I have a git repository, html, js, php files mostly encoded in UTF-8. All of them should be encoded in UTF-8 but executing file -i * shows most of them are UTF-8 but some of them like this:

file.html.twig: text/plain; charset=us-ascii

Extrangely, if I open that files with Sublime text it shows UTF-8. And if I execute this conversion:

iconv -f us-ascii -t iso-8859-1 file.html.twig -o file2.html.twig

or

iconv -f utf-8 -t iso-8859-1 file.html.twig -o file2.html.twig

Nothing changes, while if I execute this command over an utf-8 file conversion is actually done.

Why does this happen? I know us-ascii is a subset of utf-8, but iconv seems unable to change this charset.

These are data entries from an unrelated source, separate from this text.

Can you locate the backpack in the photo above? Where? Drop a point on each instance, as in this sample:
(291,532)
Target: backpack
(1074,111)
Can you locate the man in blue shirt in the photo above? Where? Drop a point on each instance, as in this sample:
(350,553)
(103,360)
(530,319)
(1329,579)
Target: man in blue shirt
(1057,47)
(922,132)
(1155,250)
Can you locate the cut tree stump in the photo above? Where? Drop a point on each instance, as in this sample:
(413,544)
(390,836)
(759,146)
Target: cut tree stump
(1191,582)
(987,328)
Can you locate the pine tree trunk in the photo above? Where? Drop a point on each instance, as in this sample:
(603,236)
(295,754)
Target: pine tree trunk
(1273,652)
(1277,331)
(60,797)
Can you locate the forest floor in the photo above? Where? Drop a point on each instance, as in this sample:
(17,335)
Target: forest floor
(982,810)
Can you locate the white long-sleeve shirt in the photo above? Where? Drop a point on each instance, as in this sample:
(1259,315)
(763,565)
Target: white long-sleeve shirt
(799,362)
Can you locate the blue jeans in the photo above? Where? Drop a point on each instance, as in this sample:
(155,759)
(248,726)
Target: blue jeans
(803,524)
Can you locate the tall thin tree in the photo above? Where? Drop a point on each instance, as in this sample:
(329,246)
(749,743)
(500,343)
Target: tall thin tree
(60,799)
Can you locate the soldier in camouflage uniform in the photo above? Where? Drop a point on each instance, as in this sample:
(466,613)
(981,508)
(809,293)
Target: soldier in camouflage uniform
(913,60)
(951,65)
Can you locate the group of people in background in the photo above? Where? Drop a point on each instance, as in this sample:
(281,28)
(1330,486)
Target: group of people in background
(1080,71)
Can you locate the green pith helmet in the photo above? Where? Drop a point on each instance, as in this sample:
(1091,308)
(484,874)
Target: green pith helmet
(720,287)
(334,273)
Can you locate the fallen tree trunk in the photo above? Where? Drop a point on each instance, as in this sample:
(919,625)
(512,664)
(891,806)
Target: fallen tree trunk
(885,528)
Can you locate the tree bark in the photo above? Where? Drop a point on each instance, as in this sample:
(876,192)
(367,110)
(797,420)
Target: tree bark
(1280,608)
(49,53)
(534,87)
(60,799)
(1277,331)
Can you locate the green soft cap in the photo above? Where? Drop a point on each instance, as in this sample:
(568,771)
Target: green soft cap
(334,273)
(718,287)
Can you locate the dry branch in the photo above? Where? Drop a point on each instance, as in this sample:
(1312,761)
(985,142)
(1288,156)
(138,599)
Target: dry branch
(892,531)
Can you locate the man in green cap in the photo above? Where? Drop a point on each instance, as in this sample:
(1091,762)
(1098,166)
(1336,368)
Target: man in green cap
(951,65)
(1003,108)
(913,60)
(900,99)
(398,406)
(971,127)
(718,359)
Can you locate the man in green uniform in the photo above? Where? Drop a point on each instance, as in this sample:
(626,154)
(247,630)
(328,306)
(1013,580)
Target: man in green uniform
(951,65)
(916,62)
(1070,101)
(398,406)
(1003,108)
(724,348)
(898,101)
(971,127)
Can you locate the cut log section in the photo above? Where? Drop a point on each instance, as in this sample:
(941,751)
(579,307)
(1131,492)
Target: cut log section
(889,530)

(My ultimate goal is to maintain a git repository with files in iso-8859-1, and git seems not to recognize file encoding, this will be a second problem, first I need to resolve this...)

thank you

1
Can you show a hex dump of a problematic character sequence? - choroba
The problem is with the file encoding itself, the content is ok, I need all my source code in ISO-8859-1 (I know it is not a wise solution but this code is co-living with a legacy disaster app and I have no chocice) - K. Weber

1 Answers

0
votes

If they are in UTF-8, then don't let a guesser like file mislead you. It gives one answer when it could give many; whenever it guesses ASCII, it could also include UTF-8, iso-8859-1 and dozens of others.

So, take all your UTF-8 files and convert them to iso-8859-1. But do understand that it could be a lossy conversion, so don't override iconv's default behavior telling you about that with an error.

Oh, but, you are converting files that might have internal declarations of their encodings (e.g., HTML and XML), you should have update their declarations.

And, if there are errors, you can usually change the content to a different representation of the characters not supported by iso-8859-1, according to whatever language (🚲 => \uD83D\uDEB2 or similar) or markup rules (🚲 => 🚲) apply.